You played a central role in supervising the ethical aspects of AI within the project. How did the consortium approach ethics from both a research and deployment standpoint, and what frameworks or practices were most valuable?
In the project lifetime, UM became the primary partner to ensure responsible data collection and management. We had 3 different use-cases with different requirements per case, so the first decision was to submit 3 different applications (which made things both easier (e.g. share common issues among the 3 use cases) and harder (e.g. handle 3 applications with different locations etc.).
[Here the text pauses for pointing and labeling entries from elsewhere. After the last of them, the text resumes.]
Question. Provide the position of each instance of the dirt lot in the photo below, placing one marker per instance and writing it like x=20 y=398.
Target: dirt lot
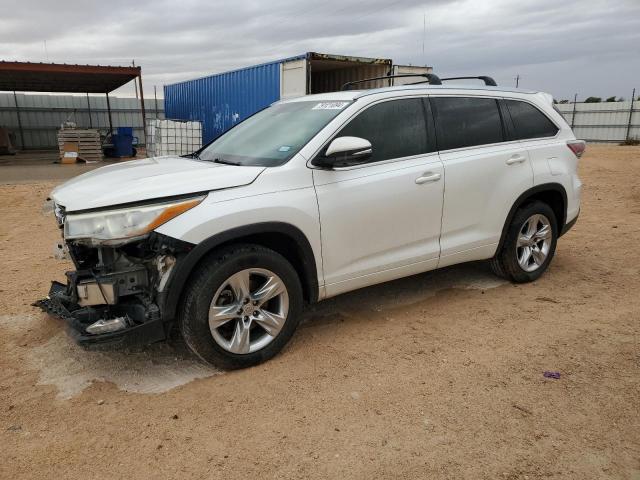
x=435 y=376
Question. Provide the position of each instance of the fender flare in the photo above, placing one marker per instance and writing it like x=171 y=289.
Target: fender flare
x=170 y=298
x=545 y=187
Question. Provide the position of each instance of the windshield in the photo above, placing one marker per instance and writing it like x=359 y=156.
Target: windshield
x=271 y=137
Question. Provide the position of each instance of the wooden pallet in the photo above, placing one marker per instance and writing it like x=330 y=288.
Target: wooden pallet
x=88 y=140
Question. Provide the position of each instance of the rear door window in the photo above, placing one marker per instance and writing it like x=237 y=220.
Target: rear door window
x=467 y=122
x=395 y=128
x=529 y=122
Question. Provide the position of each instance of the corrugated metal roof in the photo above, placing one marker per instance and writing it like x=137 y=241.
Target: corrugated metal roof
x=60 y=77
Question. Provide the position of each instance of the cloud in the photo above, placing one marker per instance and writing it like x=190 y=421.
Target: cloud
x=560 y=47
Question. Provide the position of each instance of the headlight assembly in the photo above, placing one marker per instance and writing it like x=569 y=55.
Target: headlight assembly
x=125 y=224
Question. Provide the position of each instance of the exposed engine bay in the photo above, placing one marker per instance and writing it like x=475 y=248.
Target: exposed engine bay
x=114 y=294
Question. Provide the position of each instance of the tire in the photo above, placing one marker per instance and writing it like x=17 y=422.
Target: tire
x=511 y=261
x=220 y=277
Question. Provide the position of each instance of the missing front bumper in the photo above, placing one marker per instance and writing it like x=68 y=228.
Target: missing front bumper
x=144 y=323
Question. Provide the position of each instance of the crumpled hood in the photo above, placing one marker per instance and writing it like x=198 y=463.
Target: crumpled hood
x=147 y=179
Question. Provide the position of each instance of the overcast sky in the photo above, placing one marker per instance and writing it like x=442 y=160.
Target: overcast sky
x=589 y=47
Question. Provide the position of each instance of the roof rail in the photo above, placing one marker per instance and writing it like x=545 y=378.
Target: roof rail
x=432 y=79
x=490 y=82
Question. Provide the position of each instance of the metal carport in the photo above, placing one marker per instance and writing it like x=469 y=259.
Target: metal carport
x=60 y=77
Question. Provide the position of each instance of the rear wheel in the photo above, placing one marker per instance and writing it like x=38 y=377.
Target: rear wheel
x=529 y=245
x=241 y=306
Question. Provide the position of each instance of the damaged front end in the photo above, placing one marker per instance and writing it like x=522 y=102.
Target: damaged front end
x=112 y=298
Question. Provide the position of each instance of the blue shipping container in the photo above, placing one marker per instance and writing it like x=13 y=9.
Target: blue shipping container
x=222 y=100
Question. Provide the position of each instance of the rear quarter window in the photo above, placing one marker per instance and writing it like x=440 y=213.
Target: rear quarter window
x=467 y=122
x=529 y=122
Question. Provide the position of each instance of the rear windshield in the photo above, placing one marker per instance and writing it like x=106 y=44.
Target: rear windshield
x=271 y=137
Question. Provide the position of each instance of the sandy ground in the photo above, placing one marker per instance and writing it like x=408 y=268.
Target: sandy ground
x=434 y=376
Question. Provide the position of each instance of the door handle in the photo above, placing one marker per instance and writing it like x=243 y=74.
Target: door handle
x=516 y=159
x=428 y=177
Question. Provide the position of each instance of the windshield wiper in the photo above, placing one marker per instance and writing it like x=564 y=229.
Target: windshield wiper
x=226 y=162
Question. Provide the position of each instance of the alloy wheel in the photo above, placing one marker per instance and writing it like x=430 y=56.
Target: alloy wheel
x=248 y=310
x=534 y=242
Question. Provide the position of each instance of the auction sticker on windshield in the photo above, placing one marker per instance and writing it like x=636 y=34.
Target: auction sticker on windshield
x=330 y=106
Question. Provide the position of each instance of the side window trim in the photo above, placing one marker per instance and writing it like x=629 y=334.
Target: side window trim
x=507 y=122
x=430 y=122
x=431 y=147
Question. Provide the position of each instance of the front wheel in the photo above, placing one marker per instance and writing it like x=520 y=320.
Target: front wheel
x=241 y=306
x=529 y=245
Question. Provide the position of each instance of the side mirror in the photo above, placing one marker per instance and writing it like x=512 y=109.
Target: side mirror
x=345 y=151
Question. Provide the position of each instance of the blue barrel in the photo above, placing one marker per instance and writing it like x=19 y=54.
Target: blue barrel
x=123 y=142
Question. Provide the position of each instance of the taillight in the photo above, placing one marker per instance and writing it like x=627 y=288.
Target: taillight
x=577 y=147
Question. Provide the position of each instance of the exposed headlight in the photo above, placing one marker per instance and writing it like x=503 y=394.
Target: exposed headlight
x=114 y=226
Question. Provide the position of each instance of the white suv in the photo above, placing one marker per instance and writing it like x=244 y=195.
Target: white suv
x=310 y=198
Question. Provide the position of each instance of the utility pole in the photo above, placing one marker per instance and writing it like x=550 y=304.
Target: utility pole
x=573 y=115
x=633 y=96
x=133 y=64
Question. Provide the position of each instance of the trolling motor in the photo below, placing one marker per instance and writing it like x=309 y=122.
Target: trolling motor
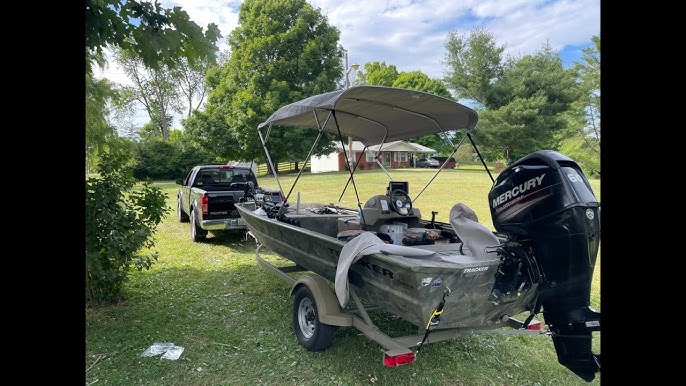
x=545 y=203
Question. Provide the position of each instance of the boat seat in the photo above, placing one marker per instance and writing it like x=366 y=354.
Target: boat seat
x=474 y=235
x=348 y=223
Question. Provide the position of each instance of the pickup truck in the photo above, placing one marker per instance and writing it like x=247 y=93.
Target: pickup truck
x=207 y=195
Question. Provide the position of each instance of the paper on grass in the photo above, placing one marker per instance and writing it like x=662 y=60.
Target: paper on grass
x=170 y=350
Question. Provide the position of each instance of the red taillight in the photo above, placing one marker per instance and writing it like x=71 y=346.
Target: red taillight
x=203 y=203
x=392 y=360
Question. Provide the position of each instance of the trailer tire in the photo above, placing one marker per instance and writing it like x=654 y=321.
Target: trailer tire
x=311 y=333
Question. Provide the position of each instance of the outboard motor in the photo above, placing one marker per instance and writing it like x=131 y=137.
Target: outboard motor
x=545 y=202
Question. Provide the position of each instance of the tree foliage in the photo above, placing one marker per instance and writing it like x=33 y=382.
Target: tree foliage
x=167 y=160
x=281 y=51
x=99 y=93
x=120 y=226
x=524 y=102
x=121 y=219
x=154 y=89
x=158 y=36
x=381 y=74
x=582 y=141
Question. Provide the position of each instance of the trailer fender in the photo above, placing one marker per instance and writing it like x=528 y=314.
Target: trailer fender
x=330 y=311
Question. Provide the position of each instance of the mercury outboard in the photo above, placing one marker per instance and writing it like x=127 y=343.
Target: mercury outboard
x=545 y=203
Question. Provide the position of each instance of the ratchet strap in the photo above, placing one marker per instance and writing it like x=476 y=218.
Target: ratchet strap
x=434 y=319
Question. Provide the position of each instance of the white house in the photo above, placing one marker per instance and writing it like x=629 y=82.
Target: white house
x=392 y=155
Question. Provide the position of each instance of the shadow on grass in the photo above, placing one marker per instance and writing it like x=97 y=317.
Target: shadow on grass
x=235 y=324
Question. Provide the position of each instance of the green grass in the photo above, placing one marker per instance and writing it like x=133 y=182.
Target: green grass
x=234 y=318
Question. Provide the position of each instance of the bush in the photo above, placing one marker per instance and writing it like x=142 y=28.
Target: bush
x=120 y=225
x=159 y=160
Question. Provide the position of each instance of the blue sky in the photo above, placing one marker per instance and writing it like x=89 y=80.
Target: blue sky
x=411 y=34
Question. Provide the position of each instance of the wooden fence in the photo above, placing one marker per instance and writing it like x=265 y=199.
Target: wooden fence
x=282 y=167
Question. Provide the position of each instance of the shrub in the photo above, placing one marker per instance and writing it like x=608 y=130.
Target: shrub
x=120 y=225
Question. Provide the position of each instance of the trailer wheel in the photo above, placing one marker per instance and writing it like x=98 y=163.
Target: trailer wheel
x=311 y=333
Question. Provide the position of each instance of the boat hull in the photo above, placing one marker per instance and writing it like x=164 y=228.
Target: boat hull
x=409 y=288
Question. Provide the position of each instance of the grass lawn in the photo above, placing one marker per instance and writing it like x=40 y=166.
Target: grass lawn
x=234 y=318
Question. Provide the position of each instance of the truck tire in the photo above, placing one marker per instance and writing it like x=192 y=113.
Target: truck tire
x=311 y=333
x=197 y=234
x=180 y=214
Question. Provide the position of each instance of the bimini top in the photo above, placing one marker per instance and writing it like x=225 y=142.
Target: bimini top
x=376 y=114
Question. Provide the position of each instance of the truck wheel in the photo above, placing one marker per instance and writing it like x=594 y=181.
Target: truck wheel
x=180 y=215
x=197 y=233
x=311 y=333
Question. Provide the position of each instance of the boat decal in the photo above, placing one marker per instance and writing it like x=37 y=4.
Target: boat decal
x=517 y=190
x=475 y=271
x=376 y=268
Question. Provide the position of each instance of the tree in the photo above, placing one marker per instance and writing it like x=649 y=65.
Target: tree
x=524 y=102
x=121 y=221
x=280 y=52
x=190 y=79
x=475 y=61
x=159 y=37
x=582 y=141
x=381 y=74
x=154 y=89
x=99 y=93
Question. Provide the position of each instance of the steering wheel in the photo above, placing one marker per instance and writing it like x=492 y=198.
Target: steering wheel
x=401 y=202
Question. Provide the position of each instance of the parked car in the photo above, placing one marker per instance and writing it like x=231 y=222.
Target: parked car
x=427 y=163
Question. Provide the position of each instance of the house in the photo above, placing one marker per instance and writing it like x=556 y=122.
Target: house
x=395 y=154
x=451 y=164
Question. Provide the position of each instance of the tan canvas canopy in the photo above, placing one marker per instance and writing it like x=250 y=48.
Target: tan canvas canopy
x=376 y=114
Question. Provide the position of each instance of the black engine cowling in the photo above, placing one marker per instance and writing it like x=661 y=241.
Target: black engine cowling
x=544 y=201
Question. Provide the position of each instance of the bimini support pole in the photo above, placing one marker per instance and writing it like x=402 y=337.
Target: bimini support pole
x=307 y=159
x=269 y=158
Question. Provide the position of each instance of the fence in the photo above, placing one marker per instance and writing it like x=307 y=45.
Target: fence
x=282 y=167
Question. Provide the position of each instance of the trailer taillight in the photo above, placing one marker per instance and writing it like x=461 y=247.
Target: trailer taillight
x=393 y=359
x=203 y=203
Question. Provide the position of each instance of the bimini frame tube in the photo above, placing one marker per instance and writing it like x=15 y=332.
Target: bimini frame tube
x=307 y=159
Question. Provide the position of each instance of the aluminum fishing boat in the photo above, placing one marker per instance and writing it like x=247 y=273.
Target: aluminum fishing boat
x=447 y=278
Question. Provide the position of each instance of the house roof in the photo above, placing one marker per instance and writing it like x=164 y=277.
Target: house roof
x=391 y=146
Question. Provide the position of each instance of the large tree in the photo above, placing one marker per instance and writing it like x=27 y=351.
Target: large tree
x=523 y=103
x=582 y=141
x=99 y=94
x=159 y=36
x=281 y=51
x=155 y=90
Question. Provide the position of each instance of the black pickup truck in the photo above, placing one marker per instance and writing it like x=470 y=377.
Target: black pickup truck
x=207 y=195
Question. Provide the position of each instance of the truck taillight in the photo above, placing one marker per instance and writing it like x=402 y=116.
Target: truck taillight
x=393 y=359
x=203 y=203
Ethical approval (which is necessary for all studies involving humans) is primarily a reflection of the protocols we use and it is our impression that the whole VOX consortium benefitted from assessing what procedures are necessary for running the 3 successful pilots, how can we be as less intrusive as possible and in the end standardize the pilots and help us have valid results.
How did the pilot studies and open calls contribute to validating the developed technologies, and what insights did you gain regarding their scalability and future adoption?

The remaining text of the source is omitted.